La persistenza. Insieme ad alcuni colleghi, Hayhoe ha provato a replicare i risultati dei 38 studi pubblicati su riviste scientifiche che negano l'esistenza dei cambiamenti climatici o anche solo la responsabilità dell'uomo nel provocarli.
«Queste ricerche, prodotte degli ultimi 10 anni, non sono state soppresse», incalza Hayhoe: «sono state pubblicate e chiunque può accedervi» con il rischio di non capire più che cosa sta per davvero succedendo.

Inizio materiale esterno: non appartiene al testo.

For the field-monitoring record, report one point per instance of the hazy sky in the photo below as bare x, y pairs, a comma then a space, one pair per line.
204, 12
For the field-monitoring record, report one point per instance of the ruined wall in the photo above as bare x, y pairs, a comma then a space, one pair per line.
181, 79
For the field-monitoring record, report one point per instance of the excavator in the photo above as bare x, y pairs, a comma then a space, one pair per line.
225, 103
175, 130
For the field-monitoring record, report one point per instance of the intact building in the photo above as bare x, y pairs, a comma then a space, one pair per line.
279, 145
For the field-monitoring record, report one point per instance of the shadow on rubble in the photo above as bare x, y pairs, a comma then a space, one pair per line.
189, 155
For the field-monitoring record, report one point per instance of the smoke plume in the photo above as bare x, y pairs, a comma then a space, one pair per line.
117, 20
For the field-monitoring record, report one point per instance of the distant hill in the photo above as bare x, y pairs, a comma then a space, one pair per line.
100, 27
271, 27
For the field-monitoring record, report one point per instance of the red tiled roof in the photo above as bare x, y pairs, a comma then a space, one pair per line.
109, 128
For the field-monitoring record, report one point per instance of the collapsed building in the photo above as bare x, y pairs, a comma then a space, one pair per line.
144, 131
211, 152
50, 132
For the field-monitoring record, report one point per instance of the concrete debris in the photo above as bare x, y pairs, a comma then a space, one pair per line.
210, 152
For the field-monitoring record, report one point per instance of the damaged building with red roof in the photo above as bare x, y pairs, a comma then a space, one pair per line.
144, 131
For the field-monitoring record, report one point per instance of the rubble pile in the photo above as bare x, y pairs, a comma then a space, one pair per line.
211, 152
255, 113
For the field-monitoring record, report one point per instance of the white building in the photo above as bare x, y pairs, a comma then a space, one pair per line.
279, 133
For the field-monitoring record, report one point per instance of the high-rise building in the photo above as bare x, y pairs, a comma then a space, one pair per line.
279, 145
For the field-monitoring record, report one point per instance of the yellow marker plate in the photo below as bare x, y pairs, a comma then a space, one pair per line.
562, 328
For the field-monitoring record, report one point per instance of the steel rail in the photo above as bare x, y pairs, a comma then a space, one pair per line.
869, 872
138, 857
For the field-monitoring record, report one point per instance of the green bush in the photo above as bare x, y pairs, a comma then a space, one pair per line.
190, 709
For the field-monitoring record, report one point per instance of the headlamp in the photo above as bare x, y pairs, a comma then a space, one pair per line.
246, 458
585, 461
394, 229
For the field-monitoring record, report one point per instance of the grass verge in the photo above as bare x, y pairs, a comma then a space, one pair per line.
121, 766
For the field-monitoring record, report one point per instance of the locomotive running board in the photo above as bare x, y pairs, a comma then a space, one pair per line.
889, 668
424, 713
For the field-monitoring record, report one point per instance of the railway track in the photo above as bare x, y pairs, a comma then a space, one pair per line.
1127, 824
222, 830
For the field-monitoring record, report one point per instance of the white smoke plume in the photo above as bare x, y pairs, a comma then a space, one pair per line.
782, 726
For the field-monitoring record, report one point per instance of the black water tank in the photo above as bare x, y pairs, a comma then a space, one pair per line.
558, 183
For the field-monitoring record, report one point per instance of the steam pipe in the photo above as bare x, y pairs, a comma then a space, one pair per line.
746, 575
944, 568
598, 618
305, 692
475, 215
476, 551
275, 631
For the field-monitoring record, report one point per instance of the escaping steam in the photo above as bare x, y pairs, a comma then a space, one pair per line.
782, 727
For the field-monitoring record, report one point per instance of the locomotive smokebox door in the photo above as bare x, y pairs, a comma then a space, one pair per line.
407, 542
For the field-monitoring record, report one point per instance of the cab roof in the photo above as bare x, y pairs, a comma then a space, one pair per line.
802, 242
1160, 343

E la chiamano "scienza"... Gli scienziati hanno analizzato i lavori uno a uno, provando a rifare i calcoli. Ciascuno di essi presenta errori tali che lo rendono non-replicabile, mentre proprio sulla possibilità di replicare uno studio si basa l'assunto della scienza, che solo in questo modo può mettere alla prova la fondatezza di un'idea. Quando si correggono questi errori, le conclusioni si allineano a quelle dell'altro 97 per cento di studi.
Alcuni sono al limite del truffaldino: ci sono ricercatori che hanno lavorato solo con dati coerenti con le conclusioni cui vogliono arrivare (quello che in gergo si definisce cherry picking, una scelta selettiva, come quella che si fa raccogliendo ciliegie). In altri casi si opera il curve-fitting, si "piegano" cioè i dati finché non risultano adatti alla curva che si vuole ottenere. Altri studi violano semplicemente i principi della fisica. Chi sostiene lo sparuto 3%, ignorando il resto delle ricerche, sta appoggiando scienziati che hanno modellato numeri e analisi per sostenere le tesi prefissate, censurando i risultati non in linea con il proprio credo.
tutti contro tutti. Inoltre, non esiste coesione tra gli studi che negano il global warming. Alcuni lo legano all'attività solare, altri ai cicli orbitali di altri pianeti, altri ancora all'attività degli oceani: oltre a contraddire la grande maggioranza di pubblicazioni scientifiche sul tema, questi studi si contraddicono l'un l'altro.
Prove, non commenti. Inutile anche citare Galileo. Come ha scritto sul Guardian Dana Nuccitelli, scienziata del clima, «se qualcuno tra gli scettici fosse un moderno Galileo presenterebbe una teoria supportata da evidenze scientifiche, non basata su errori metodologici. Una teoria così salda convincerebbe gli esperti e intorno ad essa si formerebbe il consenso. Come è accaduto con il modello eliocentrico proposto dallo scienziato pisano, oggi verità universale».